So I’ve been reading The Theory of Mind as Pure Act by Giovanni Gentile, a book about his philosophy of Actual Idealism. Being Catholic, Gentile refers to the soul constantly in his works. What I find interesting, however, is the way he uses metaphyisical and philosophical reasoning to make his point that the soul is really what we identify as our “mind”.
“Just as in vision we have two objects of the one experience, the scene or the term which we call the object and the eye or the term which we call the subject, so also in our actual living experience not only is the object of that experience an object, but even the subject by the fact that it is made a term of the experience in an object. And yet the eye cannot see it itself except as its reflection in a mirror!”
What Gentile is getting at here is that we’re objectifying our own mind. If we’re to understand an object from the point of view of our mind, then we’re equally establishing our mind as an object; An object of experience, the subject of an outside onlooker.
“In so far as consciousness is an object of consciousness, it is no longer consciousness. In so far as the original perception is a perceived object, it is not longer perception. No longer subject, but object. No longer self, but non-self.”

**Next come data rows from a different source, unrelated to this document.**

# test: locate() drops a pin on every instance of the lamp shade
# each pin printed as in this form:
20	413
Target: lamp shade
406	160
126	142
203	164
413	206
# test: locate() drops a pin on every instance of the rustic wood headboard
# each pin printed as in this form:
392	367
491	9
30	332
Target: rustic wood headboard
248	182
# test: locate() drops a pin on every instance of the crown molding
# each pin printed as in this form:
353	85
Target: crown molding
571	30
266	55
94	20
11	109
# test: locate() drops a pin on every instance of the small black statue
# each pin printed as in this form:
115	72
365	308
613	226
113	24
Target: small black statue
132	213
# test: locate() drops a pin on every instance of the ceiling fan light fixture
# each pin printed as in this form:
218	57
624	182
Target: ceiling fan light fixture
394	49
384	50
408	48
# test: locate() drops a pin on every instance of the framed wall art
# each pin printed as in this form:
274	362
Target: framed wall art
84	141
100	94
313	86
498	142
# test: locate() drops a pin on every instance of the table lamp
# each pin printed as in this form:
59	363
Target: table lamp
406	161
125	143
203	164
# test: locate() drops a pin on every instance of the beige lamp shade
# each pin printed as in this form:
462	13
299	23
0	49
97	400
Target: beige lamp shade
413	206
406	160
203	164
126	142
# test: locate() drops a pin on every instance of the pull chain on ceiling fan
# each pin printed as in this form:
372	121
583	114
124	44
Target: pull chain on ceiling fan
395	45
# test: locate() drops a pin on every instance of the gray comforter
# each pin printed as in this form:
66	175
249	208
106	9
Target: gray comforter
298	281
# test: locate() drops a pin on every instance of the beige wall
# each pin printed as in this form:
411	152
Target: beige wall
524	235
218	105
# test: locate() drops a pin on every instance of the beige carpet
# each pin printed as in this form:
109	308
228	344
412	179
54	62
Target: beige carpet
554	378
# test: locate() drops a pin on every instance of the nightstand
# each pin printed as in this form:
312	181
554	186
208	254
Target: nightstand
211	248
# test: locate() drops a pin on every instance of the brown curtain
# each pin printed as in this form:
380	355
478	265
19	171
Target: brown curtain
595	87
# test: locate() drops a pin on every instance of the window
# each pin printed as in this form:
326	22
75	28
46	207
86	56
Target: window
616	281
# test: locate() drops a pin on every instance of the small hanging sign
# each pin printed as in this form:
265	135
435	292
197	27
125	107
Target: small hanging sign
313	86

And this is the problem with the modern understanding of our minds. We perceive ourselves as objects as opposed to something higher. Once we deny this understanding, we’re left with one other possibility: That the self is transcendental. That is to say it exists separate from physical reality as we understand it.

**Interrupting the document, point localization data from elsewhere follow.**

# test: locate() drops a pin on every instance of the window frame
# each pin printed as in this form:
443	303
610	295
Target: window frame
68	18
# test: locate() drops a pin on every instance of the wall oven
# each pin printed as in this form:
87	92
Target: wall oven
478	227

“The new point of view we then gain is that of the actuality of the I, a point of view from which the I can never be conceived as its own object. For in defining our thinking activity as definite object of our thinking, we have to remember that the definition is only possible through the fact that our thinking activity remains the subject for which it is defined as an object, in whatsoever manner this concept of our thinking activity is conceived. The true thinking activity is not what is being defined but what is defining.”
So let’s say you’re sitting in biology and the teacher says that your thoughts are controlled by a mix of chemicals and hormones that cause your brain to fire certain neurons. The question then must be “Teacher, do these chemicals and hormones define themselves, or have you attributed these qualities to them?”